On m’a récemment demandé un avis sur l’architecture d’une application Windows écrite en .NET. Bien que l’exercice soit toujours difficile car cela dépend bien évidemment du contexte, je profite de ce billet pour donner quelques pistes de réflexions quand au choix des briques logicielles. Le demandeur venant du monde Java, mon discours sera orienté dans ce sens.

  • Outil de mapping objet relationnel : à mon sens, il y a aujourd’hui 2 alternatives en .NET :
    1. NHibernate, le cousin germain de Hibernate. Pour éviter la configuration dans les fichiers XML, je conseille le mode fluent ainsi que l’API de requêtage  LINQ . Un début de présentation est disponible ici. Sinon, il y a aussi les slides de la formation en soirée qui a été animée l’automne passé.
    2. Entity Framework. La dernière version reprend des principes de NHibernate, dont notamment la programmation par POCO (Plain Old C# Object), le lazy loading (chargement tardif). Comme je le mentionnais dans ce billet, plusieurs modes sont disponibles : Database first, Model First et maintenant Code First, très proche de Fluent NHibernate. Un atelier en soirée aura lieu fin mai sur ce thème.
  • Spring.NET : je trouve la question délicate, car cela dépend vraiment du besoin (IoC, programmation par aspects, boîte à outils,  framework MVC …). Comme son cousin Java, c’est une véritable boîte à outils très (trop ?) riche. Cette richesse est parfois synonyme de complexité et de lourdeur, par rapport à d’autres conteneurs IoC tels que NInject, Autofac, StructureMap, Castle Windsor ou Unity. Son principal inconvénient était sa configuration « XML based ». Ce point devrait être adressé avec la sortie de CodeConfig. Sa proximité avec son cousin est souvent un critère de choix pour des équipes mixtes (Java/NET).
  • NUnit : très proche de son cousin Java JUnit, il est également basé sur des attributes. Dans le monde ouvert, j’apprécie également MBUnit maintenant inclus dans le framework Gallio. Pour intégrer ces frameworks open-source dans un IDE tel que Visual Studio, je conseille test driven.net. Microsoft fournit également son propre framework,  qui ressemble beaucoup à NUnit et qui est très bien intégré dans Visual Studio. J’avoue l’utiliser très souvent. J’aime particulièrement la structuration par projet, qui fonctionne également pour tester des classes « internal ». J’aime également la facilité avec laquelle on peut écrire des tests orientés données, en prenant un fichier CSV pour indiquer les paramètres d’entrée et les paramètres de sortie.
  • Un équivalent à Mockito. Ne l’ayant pas utilisé sur un projet, la réponse risque d’être déplacée. Néanmoins, j’utilise parfois moq ou NMock. Je suis preneur d’un comparatif ;)
  • Pour la base de données, encore une fois je penche pour la facilité d’intégration et donc pour une solution SQL Server Express, ou SQL Server Compact, selon l’usage. Les deux solutions sont gratuites.
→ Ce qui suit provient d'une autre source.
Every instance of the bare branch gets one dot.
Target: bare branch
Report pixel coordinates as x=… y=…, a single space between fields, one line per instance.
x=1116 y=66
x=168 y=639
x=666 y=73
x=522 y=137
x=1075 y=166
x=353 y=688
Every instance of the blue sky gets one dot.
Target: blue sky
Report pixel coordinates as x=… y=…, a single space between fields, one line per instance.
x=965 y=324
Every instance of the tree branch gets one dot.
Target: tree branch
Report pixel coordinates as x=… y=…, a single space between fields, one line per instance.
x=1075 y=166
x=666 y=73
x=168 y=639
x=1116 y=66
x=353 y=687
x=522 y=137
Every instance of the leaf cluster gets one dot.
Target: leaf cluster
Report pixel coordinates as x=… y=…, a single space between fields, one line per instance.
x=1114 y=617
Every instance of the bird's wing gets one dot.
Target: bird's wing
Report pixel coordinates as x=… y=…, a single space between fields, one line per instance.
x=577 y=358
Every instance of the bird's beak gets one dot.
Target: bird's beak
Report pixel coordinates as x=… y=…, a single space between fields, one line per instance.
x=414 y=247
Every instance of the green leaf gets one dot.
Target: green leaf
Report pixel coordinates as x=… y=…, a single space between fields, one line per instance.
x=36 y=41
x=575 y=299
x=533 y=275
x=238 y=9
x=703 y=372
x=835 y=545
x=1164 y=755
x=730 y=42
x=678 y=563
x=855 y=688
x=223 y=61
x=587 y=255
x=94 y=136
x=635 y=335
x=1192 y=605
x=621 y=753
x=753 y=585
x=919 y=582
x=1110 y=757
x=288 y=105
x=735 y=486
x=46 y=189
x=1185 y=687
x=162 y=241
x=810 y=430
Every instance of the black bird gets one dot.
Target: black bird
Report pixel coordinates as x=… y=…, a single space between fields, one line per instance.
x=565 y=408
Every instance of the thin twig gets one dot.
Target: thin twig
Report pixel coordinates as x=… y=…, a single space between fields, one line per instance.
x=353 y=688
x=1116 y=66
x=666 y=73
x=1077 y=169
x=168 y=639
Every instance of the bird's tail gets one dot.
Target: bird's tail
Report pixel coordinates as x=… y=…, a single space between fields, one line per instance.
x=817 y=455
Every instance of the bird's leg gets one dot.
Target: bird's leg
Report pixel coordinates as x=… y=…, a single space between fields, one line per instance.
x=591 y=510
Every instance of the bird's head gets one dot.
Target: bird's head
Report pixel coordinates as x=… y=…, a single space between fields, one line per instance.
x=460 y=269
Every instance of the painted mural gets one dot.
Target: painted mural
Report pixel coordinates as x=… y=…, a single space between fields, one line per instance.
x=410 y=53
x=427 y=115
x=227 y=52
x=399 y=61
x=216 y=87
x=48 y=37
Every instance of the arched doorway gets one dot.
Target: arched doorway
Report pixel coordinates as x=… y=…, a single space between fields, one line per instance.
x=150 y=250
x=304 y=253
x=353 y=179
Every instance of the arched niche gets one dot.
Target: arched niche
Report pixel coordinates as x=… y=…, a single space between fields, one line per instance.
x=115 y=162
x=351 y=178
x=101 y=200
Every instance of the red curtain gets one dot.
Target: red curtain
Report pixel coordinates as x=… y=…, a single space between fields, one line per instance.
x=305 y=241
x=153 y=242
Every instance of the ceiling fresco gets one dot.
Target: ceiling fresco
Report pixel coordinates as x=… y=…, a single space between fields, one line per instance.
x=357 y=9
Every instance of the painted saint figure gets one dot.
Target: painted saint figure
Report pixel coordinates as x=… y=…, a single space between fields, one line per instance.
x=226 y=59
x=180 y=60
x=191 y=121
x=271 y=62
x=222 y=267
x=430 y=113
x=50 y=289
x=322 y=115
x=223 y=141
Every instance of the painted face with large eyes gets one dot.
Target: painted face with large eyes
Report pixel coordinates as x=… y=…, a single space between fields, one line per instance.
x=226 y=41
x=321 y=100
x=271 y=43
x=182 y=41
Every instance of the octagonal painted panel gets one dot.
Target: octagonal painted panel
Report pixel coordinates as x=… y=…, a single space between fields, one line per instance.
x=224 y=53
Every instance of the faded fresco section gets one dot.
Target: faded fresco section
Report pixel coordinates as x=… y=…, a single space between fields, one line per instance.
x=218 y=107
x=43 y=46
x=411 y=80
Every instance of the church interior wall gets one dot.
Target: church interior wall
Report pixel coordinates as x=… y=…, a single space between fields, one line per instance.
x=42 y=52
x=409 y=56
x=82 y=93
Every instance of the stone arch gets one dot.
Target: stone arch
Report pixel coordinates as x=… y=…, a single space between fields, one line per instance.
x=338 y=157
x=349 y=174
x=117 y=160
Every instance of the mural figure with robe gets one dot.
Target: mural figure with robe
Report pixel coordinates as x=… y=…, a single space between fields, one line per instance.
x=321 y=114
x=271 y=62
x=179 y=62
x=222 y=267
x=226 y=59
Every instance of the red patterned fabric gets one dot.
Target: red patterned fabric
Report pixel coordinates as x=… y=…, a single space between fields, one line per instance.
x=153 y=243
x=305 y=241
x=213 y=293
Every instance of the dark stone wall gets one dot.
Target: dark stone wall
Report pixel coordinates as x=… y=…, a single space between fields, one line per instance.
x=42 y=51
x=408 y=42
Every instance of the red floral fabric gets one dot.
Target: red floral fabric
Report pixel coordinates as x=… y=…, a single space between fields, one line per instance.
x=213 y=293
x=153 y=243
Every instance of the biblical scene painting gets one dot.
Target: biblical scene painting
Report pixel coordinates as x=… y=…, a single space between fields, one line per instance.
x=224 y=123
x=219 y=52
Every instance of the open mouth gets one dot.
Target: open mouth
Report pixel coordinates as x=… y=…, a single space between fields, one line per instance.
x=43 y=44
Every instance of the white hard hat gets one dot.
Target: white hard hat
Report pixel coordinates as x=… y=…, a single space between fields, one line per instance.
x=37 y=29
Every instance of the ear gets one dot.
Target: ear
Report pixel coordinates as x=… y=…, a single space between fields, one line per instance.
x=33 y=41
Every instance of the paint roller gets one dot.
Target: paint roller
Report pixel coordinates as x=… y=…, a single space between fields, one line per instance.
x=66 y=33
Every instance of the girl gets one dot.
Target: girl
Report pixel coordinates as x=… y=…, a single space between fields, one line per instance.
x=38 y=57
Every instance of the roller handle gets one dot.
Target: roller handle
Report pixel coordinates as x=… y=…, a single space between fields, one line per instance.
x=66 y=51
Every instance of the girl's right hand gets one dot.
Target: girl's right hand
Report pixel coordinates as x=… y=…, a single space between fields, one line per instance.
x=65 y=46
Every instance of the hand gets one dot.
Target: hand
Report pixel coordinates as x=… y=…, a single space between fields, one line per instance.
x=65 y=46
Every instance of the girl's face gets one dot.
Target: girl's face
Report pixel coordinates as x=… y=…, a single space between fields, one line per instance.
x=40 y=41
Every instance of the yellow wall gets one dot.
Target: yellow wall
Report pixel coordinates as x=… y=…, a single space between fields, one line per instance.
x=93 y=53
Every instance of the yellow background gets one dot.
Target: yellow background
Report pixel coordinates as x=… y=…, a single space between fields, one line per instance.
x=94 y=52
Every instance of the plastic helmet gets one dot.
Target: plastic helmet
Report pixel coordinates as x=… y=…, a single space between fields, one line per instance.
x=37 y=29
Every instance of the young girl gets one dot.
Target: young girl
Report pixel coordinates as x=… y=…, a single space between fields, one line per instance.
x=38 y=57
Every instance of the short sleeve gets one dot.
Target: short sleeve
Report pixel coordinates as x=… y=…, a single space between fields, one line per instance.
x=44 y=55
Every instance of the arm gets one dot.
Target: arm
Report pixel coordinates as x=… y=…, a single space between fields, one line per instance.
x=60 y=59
Je termine par un outil que je trouve très utile, qui est maintenant intégré à Visual Studio 2010 SP1 et qui permet de gérer des librairies externes, un maven like light : NuGet.

Entity Framework 4.1

Je profite de ce billet pour diffuser l’annonce de la sortie de Entity Framework 4.1.

Entre autres choses, cette version inclut le mode « code first » que j’avais présenté ici. De fait, Entity Framework supporte maintenant trois approches :

  1. Database First : approche initialement utilisée par EF dans laquelle nous travaillons sur un modèle relationnel pour en déduire les modèles conceptuel et objet.
  2. Model First : approche implémentée dans EF 4 dans laquelle nous travaillons sur un modèle conceptuel. A partir du modèle conceptuel et de templates  personnalisables, les modèles objet et relationnel sont générés.
  3. Code First : on écrit d’abord des bonnes vieilles classes C#, les modèles conceptuel et relationnel sont déduits de classes de mapping, basées sur des expressions Lambdas.

Pour les ingénieurs d’Objet Direct Grenoble, nous aurons l’occasion de revenir sur les fonctionnalités apportées par cette version lors de la présentation technique qui aura lieu fin mai.